For 2 weeks I have begged, pleaded and begged some more for Mario to keep his desk clean. Today I proudly found a set of red draws for his pencils ect for on his desk. Proud as Mario's favourite colour is red and the draws would be a much loved addition to his desk. I walk in after asking him for the 100th time to clean his desk which is a mass of recyclable rubbish, lego, books, paper and did I mention lego, to him sitting, playing lego *insert roll eyes and stomp feet here*.

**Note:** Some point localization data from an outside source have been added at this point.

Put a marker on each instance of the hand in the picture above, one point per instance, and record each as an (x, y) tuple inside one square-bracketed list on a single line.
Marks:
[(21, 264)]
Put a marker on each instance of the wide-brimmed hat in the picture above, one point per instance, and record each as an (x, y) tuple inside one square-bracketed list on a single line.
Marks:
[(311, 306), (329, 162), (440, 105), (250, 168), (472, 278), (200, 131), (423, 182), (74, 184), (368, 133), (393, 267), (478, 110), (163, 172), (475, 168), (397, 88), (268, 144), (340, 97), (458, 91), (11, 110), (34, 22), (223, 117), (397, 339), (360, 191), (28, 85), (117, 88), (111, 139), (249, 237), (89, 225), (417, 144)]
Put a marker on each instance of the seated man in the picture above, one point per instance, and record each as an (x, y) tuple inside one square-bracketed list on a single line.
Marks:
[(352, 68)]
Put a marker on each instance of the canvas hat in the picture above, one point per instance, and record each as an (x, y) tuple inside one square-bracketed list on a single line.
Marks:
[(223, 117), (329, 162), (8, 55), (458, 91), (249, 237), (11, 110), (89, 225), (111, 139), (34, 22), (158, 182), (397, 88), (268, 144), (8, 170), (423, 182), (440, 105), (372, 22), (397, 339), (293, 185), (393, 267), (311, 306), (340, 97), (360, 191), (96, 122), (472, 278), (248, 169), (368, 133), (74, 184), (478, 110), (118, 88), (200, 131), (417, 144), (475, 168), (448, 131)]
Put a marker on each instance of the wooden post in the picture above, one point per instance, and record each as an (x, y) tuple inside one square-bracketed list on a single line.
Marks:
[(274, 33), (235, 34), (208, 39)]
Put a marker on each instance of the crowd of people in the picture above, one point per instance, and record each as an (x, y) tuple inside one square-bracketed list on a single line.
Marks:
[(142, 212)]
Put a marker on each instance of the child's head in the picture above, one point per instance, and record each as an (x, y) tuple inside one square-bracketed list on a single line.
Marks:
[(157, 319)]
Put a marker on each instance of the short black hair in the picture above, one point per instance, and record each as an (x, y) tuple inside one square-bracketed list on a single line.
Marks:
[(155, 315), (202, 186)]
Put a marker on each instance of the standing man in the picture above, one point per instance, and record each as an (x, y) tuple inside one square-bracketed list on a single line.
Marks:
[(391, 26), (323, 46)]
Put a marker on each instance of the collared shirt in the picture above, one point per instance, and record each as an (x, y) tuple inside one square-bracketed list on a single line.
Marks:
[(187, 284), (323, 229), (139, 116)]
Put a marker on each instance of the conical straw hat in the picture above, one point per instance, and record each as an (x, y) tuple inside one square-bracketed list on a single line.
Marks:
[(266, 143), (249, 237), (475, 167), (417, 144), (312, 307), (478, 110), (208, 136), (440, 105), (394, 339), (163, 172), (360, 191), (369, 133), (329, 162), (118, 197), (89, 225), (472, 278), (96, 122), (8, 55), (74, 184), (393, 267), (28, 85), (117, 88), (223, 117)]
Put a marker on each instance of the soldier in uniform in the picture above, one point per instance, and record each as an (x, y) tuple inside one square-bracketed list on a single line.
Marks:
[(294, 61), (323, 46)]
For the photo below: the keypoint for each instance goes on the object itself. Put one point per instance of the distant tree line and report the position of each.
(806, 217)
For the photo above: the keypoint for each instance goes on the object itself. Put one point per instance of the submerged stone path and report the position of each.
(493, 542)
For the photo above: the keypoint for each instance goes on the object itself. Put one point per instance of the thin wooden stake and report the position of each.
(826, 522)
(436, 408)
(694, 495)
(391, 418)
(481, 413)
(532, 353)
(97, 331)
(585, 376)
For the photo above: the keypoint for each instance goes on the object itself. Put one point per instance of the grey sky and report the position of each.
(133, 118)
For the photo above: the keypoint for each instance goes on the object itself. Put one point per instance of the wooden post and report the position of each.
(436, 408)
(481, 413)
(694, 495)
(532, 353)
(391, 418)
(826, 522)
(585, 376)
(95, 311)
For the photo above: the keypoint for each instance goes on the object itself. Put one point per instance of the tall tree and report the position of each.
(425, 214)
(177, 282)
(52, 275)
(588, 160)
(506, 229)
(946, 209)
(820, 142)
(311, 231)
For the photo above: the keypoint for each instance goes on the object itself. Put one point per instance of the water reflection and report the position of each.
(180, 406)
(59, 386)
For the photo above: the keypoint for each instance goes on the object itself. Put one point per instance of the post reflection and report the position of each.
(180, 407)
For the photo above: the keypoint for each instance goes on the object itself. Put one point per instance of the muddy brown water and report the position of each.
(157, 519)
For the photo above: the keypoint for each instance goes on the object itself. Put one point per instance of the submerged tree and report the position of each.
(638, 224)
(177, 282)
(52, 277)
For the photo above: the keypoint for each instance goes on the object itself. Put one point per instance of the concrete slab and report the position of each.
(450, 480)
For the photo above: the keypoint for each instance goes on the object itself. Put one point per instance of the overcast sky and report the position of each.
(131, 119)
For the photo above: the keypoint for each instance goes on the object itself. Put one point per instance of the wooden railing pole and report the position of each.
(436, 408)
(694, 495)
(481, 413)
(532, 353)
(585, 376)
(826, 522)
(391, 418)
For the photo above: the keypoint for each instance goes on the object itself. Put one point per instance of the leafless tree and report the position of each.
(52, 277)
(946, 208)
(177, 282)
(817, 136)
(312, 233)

I yelled at him, loosing the plot and he stood there and shrugged his shoulders and 'um I don't know' so...me, maz flip's and helps him clean......by taking my big fat, bingo flapping arms and with one big swoop push it all onto the floor whilst ranting like a mad woman. I then note that draws to desk are crammed full of guess what....L.E.G.O..... so I go ape shit some more and pull the draws out onto the floor and accidentally breaking one in the process as its to heavy *sigh* and fall's to the floor to quickly..SHIT!


I come into the lounge room, vacuum the floor back into a shag pile position while tears are streaming down my face. I absolutely hate loosing the plot! I hate the frustration I feel when it builds up......I hate screaming at my kids! I hate having to take drastic measures for things to get done! I would love for just one day to be free from the stupidity of it all.


Monday

had the special needs teacher from school ringing me to ask if Mario was getting sick as he was having a spack attack at her.....what the hell am I suppose to do? Seriously does she expect me to go to the school and pin my child against the wall or something?? Half an hour after the first phone call she rings me back to inform me that Mario is now better but Dad had set him off as he had a go on him on the weekend??!!! Yes its all dad and my fault. Joy of joy's, how dare we chastise him for being naughty!


Tuesday

had teacher from Monday to ring me AGAIN and inform me that Mario was much better today to quote ' Good boy Mario is back again'. I was to shocked to say anything. I told the J man who wanted to know who Mario's parent was.


Wednesday

was a huge stepping stone as it was the first time I had let Dudie and Mario together come home on the school bus. I stood at the kitchen window with a lump in my throat praying to hell that Mario had gotten on the correct bus......and was over the moon when my boy's walked int he front door together giggling.


Thursday

saw nasty Tank come out to play....he had a ball hitting, kicking and screaming at me. I also rang the school and spoke with Mario's headmaster about the Monday/Tuesday phone call's. Said headmaster was fantastic and made me feel better that I had actually called him and discussed it.

Hello Friday


On top of Mario being...well Mario...Tank has decided to be verbally loud, throwing 3 cars at my head today and grunting, yelling and screaming at Mini me and me. I thought having him sleep in out bed again might help with his anger but nope.....its actually worse then before.*pass Vodka in my direction now please*


If this is what I have to look forward to for Autism month, I want out NOW!!!!!!